Respecting and according of the rights of indigenous peoples in their ancestral homelands and of their descendants in the diaspora.
In a nation-state comprising multi-ethnic and tribal groups including indigenous peoples, peaceful coexistence can best be guaranteed when human rights and fundamental freedoms are assured, and the relationship with and between all peoples is capable of guaranteeing economic, social, cultural and democratic participation on a basis of equality of opportunities and respect for indigenous customs and traditions.
This strategy features in the framework of Agenda 21 as formulated at UNCED (Rio de Janeiro, 1992), now coordinated by the United Nations Commission on Sustainable Development and implemented through national and local authorities.
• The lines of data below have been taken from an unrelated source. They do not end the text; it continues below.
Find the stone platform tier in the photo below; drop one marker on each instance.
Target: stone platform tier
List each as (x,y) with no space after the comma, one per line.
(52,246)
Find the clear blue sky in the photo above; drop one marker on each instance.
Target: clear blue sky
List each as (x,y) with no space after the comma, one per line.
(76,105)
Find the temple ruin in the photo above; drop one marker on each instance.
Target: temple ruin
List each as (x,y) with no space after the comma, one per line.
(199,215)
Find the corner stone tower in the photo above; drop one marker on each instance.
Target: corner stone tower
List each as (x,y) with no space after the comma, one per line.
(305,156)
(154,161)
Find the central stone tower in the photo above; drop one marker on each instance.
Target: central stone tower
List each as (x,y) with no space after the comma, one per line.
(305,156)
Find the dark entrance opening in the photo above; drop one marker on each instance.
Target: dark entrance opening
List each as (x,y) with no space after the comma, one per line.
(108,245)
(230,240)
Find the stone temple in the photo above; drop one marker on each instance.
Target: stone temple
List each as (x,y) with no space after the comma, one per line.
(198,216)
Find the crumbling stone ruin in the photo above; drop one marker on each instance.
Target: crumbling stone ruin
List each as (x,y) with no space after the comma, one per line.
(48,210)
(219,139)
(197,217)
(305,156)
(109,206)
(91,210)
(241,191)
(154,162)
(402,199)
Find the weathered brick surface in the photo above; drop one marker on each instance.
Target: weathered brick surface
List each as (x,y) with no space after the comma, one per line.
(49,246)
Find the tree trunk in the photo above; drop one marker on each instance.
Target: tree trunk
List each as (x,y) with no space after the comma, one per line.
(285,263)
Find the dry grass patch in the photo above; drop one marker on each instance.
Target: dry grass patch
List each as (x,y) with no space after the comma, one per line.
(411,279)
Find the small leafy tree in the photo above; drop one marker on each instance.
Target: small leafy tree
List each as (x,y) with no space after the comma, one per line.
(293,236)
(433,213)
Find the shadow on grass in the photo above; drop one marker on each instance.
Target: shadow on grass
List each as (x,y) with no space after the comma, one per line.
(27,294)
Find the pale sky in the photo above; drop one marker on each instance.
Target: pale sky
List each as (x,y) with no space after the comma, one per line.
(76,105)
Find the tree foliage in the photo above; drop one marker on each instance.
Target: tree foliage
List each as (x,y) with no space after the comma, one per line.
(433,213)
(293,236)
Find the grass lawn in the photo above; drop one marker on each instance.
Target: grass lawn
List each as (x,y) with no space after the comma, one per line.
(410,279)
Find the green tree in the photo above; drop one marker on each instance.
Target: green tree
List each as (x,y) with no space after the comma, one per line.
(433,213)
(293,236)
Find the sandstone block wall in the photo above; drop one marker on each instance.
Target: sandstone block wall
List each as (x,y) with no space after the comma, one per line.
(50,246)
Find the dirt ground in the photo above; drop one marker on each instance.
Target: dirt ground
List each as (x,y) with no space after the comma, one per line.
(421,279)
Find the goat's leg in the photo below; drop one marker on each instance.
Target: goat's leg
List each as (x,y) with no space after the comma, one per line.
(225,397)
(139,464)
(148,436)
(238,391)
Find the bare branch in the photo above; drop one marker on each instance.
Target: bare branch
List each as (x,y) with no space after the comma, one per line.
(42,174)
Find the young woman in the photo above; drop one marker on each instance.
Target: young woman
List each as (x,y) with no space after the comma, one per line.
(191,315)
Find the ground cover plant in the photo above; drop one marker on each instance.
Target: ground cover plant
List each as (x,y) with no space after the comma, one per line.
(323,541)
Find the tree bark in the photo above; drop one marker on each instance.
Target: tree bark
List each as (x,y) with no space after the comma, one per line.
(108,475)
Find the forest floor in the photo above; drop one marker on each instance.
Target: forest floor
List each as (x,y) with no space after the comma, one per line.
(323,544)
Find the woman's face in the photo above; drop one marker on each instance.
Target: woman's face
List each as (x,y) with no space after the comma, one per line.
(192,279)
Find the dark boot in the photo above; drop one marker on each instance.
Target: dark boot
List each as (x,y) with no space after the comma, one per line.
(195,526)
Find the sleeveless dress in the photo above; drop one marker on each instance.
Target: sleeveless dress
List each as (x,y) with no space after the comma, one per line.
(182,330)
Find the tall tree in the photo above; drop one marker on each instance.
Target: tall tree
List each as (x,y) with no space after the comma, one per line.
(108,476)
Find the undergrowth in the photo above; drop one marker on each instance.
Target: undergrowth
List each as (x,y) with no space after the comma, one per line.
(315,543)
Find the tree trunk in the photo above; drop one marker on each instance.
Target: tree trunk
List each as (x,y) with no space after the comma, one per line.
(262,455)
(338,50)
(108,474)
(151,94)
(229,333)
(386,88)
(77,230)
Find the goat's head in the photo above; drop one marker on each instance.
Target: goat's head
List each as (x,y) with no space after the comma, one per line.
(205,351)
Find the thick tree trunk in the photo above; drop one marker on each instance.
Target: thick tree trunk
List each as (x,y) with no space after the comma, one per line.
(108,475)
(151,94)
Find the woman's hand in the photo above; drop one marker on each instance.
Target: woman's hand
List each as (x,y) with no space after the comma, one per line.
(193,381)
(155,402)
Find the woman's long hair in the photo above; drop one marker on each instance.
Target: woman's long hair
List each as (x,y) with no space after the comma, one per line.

The Movement for the Survival of the Ogoni People (MOSOP) was set up as a non-governmental, non-political, developmental and cultural apex organization of the Ogoni people of Nigeria. It has over 100,000 members. Ogoniland has since 1962 produced US$ 30,000 million worth of oil for Nigeria but the Ogoni people have received minimal economic benefit, are living in increasingly desperate circumstances, now with a heavily polluted and blighted countryside. The Ogoni oil fields are managed through a joint venture in which the government is a majority partner and which produces half of Nigeria's oil output of 2 million barrels a day. The Ogoni Bill of Rights, delivered to the Nigerian government in 1990, claims the right to political autonomy, to use economic resources for self-development, the right to protect the Ogoni environment and ecology from degradation, and the right to adequate and direct representation in all Nigerian national institutions. A set of demands delivered to the oil producer demanded that the company must now clean up the mess, pay reparations of US$ 4,000 million and either operate in an environmentally conscious way or quit the land. Following a peaceful demonstration in favour of their demands, the Nigerian government has reacted to the Ogoni mobilization with brutal repression. It declared Ogoniland a "military zone". Over 1,000 Ogoni have been killed in clashes with the military, eight villages destroyed and its leaders arrested.
The Kari-Oca Declaration confirms the human rights of indigenous nations, particularly around self-determination.